Puis, il le pria de suivre à la lettre le conseil qu’il allait lui
donner, si le pêcheur voulait retrouver la paix de l’âme et le
chemin du Dieu tout puissant : « Mon fils, pour que ta
conscience cesse de tourmenter de la sorte, tu honoreras comme les
fois précédentes ton prochain rendez-vous avec les suppôts de
Satan. Mais au plus fort de la farandole, tu cesseras de jouer ces
airs insufflés par le diable pour à la place entamer l'air du Pange
Lingua. Va maintenant ; je prierai pour toi. »
Ainsi
réconforté par la bénédiction du vénérable prêtre, le
ménétrier attendit sereinement cette fois, la prochaine nuit
endiablée. Comme les fois précédentes, il rejoignit la clairière
où l’attendait la terrible troupe. Puis comme il avait prit
l’habitude, il laissa aller ses doigts sur l’instrument.
Emportés
par la musique, les diablotins et leurs invités se mirent en transe.

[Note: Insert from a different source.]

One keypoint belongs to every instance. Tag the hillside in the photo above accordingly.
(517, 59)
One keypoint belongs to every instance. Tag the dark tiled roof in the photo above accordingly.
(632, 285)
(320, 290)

Au bout d’un long moment, le musicien changea soudain de registre.
Il passa imperceptiblement du registre profane à la mélodie sacrée
que lui avait conseillée l’homme de Dieu. Au milieu de la
clairière ce fut alors un désordre sans nom, une débandade
indescriptible, des cris d’effrois et des mouvement erratiques.
Des
démons, totalement désorientés se précipitèrent à la périphérie
de la clairière cherchant dans la fuite d’échapper aux notes
sacrées. Dans leur fuite, ils renversèrent les chaudrons et le feu
gagna la couverture lumineuse qui se trouvait sur leurs têtes. Ce
fut une répétition de l’apocalypse, pas un démon n’échappa au
brasier infernal.
Seul
le ménétrier fut miraculeusement épargné, protégé qu’il était
par la mélodie céleste qu’il n’avait pas cessée de jouer. Tout
en continuant de jouer, l’homme se mit en marche et rentra
paisiblement chez lui. De cette nuit si particulière, il perdit
l'habileté qui fut la sienne, une année durant, il se contenta de
retrouver son répertoire d’avant.
Quant
à la Clairière des Sorciers, elle demeura à jamais stérile. Là
où le feu était passé, nulle végétation ne repoussa. Longtemps
après la mort du ménétrier qui fut appelé le violoneux du diable,
ses collègues bûcherons et tout ceux qui allaient faire du bois
dans la forêt, faisaient un grand détour pour éviter ce carrefour
maléfique. Seuls les conteurs désormais perpétuent la mémoire de
cette histoire pour peu qu’ils parviennent à accorder leurs
violons.
Violonnement
sien.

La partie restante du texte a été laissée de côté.